Thankyou for your replies, what a stressful weekend :(
The vet saw Candy and her fears were confirmed: She is suffering from laminitis. I believe it was a combination of things: Firstly the Predisolone, which contains Quarterzone to help with healing - but apparently it can cause increased risk of laminitis (which she kindly told me after I had administered 60 predisolone tablets to Candy..) The tablets are usually prescribed to dogs for allergic reactions, and only perhaps 1-2 at a time. Candy was having 25 per dose therefore the medication was very potent.
The Vet stopped treatment immediently, and said that she wasn't too worried about Candy contracting laminitis therefore she didn't feel it nessesary to explain all the risk factors.
IMO, the paddock is FULL of lush green grass, Candy's got the classic 'build' (Stocky, short) of laminitis prone horses.. yet my Vet obviously didn't feel these warning signs were of merit?
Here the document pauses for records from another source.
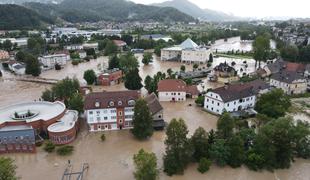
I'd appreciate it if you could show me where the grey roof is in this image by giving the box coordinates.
[180,38,198,49]
[145,93,163,114]
[270,71,305,84]
[267,59,285,74]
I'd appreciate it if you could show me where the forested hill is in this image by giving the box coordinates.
[26,0,195,22]
[0,4,53,30]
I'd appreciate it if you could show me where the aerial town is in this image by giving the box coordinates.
[0,0,310,180]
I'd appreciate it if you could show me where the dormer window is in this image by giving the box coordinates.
[128,100,136,106]
[109,101,114,106]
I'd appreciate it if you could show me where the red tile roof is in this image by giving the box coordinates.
[84,91,140,110]
[158,79,187,92]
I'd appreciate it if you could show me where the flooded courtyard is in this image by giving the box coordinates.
[0,54,310,180]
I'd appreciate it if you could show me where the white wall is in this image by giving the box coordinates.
[204,92,256,114]
[158,92,186,101]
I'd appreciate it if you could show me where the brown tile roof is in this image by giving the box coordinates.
[84,91,140,110]
[158,79,187,92]
[144,93,163,114]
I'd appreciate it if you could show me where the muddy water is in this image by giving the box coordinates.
[4,101,310,180]
[211,37,276,52]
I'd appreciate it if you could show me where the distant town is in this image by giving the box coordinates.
[0,0,310,180]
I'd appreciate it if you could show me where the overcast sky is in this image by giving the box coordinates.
[132,0,310,18]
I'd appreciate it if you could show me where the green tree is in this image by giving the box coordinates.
[0,157,19,180]
[83,69,97,85]
[133,149,159,180]
[104,41,117,56]
[252,35,270,68]
[227,135,245,168]
[142,52,153,65]
[25,55,41,76]
[41,89,56,102]
[255,89,291,118]
[119,52,139,74]
[109,54,120,69]
[191,127,209,162]
[125,68,143,90]
[209,139,230,166]
[217,112,234,139]
[163,119,192,176]
[131,99,153,139]
[67,93,84,113]
[180,65,186,72]
[197,158,212,174]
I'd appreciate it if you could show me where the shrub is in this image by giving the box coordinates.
[100,134,105,141]
[197,158,212,174]
[57,146,74,156]
[44,141,55,153]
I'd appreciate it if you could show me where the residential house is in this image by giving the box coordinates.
[161,39,212,63]
[0,50,10,61]
[98,68,123,86]
[38,54,70,69]
[270,71,307,95]
[157,79,199,102]
[204,80,270,114]
[84,91,140,131]
[113,40,127,51]
[212,62,239,83]
[144,93,165,130]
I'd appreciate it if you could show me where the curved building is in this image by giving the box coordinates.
[0,101,78,153]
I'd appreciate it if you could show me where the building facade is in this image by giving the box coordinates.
[270,71,307,95]
[38,54,70,69]
[84,91,140,132]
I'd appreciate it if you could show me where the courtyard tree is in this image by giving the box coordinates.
[217,112,234,139]
[180,65,186,72]
[209,139,230,166]
[109,54,120,69]
[83,69,97,85]
[0,157,19,180]
[190,127,209,162]
[125,68,143,90]
[255,89,291,118]
[133,149,159,180]
[142,52,153,65]
[131,99,153,140]
[252,35,270,68]
[163,119,192,176]
[104,40,117,56]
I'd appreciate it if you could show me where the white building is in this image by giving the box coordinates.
[161,39,212,63]
[65,44,83,51]
[204,80,270,114]
[84,91,140,132]
[270,71,307,95]
[158,79,199,102]
[38,54,70,69]
[204,85,256,114]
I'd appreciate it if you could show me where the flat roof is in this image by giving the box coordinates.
[0,101,66,124]
[47,110,79,132]
[0,125,33,132]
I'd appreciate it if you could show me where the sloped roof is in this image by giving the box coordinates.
[145,93,163,114]
[180,38,198,49]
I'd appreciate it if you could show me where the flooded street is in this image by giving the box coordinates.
[211,37,276,52]
[0,55,310,180]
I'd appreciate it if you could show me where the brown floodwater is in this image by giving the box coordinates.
[0,55,310,180]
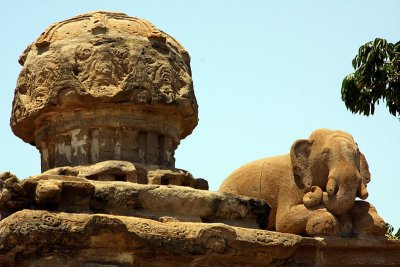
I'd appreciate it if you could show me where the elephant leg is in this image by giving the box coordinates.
[276,204,339,236]
[351,201,386,236]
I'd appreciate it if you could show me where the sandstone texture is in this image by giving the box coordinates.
[219,129,386,238]
[4,11,400,267]
[0,210,400,267]
[11,12,198,171]
[0,173,269,229]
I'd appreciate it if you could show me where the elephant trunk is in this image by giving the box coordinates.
[322,178,357,215]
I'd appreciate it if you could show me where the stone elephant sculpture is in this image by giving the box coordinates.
[219,129,386,236]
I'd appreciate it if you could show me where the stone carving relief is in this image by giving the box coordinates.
[11,12,197,149]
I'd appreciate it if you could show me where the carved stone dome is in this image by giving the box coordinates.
[10,11,198,170]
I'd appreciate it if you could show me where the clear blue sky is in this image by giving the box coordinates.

Candy was beginning to look sore on the Saturday (Vet saw her on Friday) and was certainly having a full blown attack by the Sunday (When the Vet saw her the second time). Therefore I believe it was primarily the medication prescribed to treat the skin condition that caused her laminitis, as well as the combination of lush grass (although she has been in that paddock for atleast 3 weeks).
I have never dealt with laminitis before, apart from the part-time treatment of a pony at the Riding School I used to work at. We have scinced moved Candy into a yard and am feeding her meadow hay. The vet wanted me to lunge her for 10-15min a day, however I have read that there is alot of conflicting ideas as to exercise a laminitic horse, or whether to increase or decrease blood flow to the hoof.
So I have decided to take her for light walks around the barn, rather then working her on the lunge. Thoughts?
One more thing: What exactly is the treatment for laminitis once the horse has been affected? I know the immedient step is to take away the cause of the problem, and perhaps prescribe some sort of pain relief - bute (Which the vet as not done..) but then what happens? How long does the healing process take? I will definitely have to get a grazing muzzle for Candy.
The reason I described her symptoms as looking like she couldn't put one foot infront of the other was because I am inexperienced in treating laminitis and at first, to me, it looked almost pyschological. I just didn't realise the pain she was in :( But hopefully my vet can advise a good plan of action.. she mentioned that she could go back into the paddock on Tuesday depending on how she is..?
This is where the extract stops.